Regardless of whether you are a senior executive setting a timeline for the release of a new product, an administrator supporting product sales, or a lead in a manufacturing cell that will have to set up the new production line, this compressed new product development timeline and increasing product customization will eventually affect you. To be successful, as in all continuous improvement efforts, one must set aside traditional beliefs and embrace the possibility that there is a better, faster, cheaper way to do things.

The term agile manufacturing, though, has not caught on in the same way that Lean Manufacturing, or JIT have. Much of this is due to its similarity to these other continuous improvement efforts. While agile manufacturing advocates pitch the philosophy as the next step past Lean, in many ways, agile manufacturing is simply a repackaging what Lean companies are already doing.
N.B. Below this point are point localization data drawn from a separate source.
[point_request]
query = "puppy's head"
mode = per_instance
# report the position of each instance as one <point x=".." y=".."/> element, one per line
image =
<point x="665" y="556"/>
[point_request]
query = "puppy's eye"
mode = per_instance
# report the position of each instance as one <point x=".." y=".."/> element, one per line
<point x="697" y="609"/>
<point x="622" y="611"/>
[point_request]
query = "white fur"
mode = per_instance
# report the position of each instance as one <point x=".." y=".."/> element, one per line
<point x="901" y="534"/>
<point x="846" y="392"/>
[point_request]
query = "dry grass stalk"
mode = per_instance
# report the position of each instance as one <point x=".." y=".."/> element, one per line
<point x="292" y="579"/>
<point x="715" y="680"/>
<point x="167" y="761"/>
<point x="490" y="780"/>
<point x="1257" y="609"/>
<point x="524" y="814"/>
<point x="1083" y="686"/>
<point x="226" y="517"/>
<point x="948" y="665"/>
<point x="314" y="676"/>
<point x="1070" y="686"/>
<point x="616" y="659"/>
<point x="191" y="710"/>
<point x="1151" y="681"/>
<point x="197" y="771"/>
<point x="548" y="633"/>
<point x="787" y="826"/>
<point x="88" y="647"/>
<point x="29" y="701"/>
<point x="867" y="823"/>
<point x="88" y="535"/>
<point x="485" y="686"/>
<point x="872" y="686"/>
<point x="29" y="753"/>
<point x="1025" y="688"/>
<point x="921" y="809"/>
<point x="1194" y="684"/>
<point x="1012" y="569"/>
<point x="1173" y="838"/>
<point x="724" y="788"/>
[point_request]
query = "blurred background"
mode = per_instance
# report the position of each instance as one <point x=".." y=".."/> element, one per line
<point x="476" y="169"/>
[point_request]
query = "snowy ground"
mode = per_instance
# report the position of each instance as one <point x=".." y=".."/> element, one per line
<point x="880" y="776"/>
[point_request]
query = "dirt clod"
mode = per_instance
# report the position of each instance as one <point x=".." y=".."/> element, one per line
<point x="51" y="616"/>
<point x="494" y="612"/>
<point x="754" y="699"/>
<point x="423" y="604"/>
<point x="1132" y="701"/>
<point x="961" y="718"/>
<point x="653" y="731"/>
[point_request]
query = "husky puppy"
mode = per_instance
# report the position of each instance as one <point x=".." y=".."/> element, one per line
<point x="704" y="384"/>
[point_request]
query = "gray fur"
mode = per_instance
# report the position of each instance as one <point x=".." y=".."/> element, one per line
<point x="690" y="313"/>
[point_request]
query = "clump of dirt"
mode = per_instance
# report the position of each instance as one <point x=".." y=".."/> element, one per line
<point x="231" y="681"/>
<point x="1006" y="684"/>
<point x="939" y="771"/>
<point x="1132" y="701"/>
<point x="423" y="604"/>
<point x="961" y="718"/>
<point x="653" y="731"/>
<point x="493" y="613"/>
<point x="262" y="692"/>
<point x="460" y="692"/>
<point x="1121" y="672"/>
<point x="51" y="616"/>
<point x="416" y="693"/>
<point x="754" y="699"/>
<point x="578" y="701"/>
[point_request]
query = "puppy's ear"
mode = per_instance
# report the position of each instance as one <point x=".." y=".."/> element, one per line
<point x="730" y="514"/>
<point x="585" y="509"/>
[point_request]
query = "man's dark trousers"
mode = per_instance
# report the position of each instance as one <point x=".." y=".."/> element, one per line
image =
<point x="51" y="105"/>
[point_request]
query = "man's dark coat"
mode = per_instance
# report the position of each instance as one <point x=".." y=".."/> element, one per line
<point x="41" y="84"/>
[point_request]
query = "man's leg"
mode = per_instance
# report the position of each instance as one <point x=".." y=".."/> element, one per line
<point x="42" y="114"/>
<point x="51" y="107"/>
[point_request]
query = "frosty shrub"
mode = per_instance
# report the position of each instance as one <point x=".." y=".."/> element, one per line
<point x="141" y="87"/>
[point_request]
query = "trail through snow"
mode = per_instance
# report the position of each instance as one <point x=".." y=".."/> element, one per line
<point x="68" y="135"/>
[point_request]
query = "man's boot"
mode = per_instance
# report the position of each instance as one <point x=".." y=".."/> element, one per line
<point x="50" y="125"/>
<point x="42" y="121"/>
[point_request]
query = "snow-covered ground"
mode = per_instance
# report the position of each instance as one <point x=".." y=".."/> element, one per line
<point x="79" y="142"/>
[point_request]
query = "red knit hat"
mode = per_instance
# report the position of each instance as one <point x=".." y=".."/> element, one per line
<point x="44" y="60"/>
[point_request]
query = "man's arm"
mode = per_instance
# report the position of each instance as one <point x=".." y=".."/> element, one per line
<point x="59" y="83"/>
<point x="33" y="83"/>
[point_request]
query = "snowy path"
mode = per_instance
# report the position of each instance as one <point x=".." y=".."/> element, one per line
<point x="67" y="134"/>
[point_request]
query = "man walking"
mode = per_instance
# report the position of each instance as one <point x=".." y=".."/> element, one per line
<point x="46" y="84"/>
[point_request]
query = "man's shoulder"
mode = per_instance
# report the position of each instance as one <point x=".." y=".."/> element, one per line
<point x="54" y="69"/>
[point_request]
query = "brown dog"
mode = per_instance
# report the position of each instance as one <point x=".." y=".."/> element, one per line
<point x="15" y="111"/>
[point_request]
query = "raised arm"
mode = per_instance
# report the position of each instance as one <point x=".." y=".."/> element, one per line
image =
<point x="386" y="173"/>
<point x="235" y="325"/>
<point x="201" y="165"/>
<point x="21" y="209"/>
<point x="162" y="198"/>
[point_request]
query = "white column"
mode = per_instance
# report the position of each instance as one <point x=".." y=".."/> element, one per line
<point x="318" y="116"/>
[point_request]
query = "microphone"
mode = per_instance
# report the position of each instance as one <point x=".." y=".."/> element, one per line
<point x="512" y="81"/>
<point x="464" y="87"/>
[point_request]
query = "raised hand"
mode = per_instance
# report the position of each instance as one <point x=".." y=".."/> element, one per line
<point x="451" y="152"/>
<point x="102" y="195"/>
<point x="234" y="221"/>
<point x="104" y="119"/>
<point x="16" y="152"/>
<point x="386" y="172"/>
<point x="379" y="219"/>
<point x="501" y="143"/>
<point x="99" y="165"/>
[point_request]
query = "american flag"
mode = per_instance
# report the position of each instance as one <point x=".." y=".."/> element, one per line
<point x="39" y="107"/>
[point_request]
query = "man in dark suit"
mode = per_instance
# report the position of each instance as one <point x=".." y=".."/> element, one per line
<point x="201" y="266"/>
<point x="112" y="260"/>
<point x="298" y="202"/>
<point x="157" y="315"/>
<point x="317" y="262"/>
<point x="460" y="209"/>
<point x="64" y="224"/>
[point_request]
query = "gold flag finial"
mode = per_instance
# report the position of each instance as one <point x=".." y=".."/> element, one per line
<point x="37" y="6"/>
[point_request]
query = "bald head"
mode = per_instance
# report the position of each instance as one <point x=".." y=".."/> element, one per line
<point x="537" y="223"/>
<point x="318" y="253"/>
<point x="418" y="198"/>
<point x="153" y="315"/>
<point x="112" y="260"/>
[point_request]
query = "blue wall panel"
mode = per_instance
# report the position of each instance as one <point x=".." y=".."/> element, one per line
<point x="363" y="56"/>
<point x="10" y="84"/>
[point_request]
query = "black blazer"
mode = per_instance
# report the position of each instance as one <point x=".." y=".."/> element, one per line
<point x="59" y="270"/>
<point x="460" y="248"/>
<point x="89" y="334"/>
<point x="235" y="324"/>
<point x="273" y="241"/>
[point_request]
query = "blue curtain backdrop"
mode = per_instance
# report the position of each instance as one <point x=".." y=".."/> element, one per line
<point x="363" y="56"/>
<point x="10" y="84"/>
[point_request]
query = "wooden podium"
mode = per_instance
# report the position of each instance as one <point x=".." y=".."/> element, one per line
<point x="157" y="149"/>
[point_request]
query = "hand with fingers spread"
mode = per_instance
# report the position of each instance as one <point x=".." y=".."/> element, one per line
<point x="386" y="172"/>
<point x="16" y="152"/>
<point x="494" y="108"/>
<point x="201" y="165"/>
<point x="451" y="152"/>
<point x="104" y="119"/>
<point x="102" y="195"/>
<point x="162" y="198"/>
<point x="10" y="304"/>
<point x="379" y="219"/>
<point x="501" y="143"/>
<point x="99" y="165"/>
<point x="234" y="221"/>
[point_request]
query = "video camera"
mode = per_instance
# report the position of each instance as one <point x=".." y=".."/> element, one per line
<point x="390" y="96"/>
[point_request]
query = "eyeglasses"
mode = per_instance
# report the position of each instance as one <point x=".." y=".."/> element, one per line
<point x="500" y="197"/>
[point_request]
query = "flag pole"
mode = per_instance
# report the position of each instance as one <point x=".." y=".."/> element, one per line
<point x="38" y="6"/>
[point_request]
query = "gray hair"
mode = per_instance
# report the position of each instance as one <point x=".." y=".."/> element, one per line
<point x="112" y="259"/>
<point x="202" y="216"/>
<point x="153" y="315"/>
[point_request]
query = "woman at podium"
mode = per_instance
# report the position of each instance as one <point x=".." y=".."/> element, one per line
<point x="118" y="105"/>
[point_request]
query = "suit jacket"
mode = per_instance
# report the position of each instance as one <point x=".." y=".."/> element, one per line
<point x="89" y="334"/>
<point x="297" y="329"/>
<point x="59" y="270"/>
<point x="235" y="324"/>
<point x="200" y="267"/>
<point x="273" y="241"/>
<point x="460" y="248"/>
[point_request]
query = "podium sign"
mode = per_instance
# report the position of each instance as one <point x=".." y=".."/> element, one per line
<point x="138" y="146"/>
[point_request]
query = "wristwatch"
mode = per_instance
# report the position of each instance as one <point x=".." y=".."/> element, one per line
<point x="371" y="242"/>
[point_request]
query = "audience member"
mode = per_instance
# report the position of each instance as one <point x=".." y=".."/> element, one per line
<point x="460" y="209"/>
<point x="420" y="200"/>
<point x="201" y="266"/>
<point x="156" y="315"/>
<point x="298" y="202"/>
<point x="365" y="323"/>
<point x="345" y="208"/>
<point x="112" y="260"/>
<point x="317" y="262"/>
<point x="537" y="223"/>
The most common distinction that advocates of agile manufacturing offer between Lean and agile is that Lean is focused on high volume products, and agile is more suited to low volume, high mix products, or those with short product lifecycles that require rapid new product development.

In truth, most of the benefits attributed to agile manufacturing are also present in Lean organizations. Lean works well in all production environments when the principles are adapted to the situation.

Much of the opportunity for agile to take root comes from the fact that Lean is often not well understood or is poorly implemented. The shortcomings in execution can easily be confused with shortcomings in the Lean philosophy.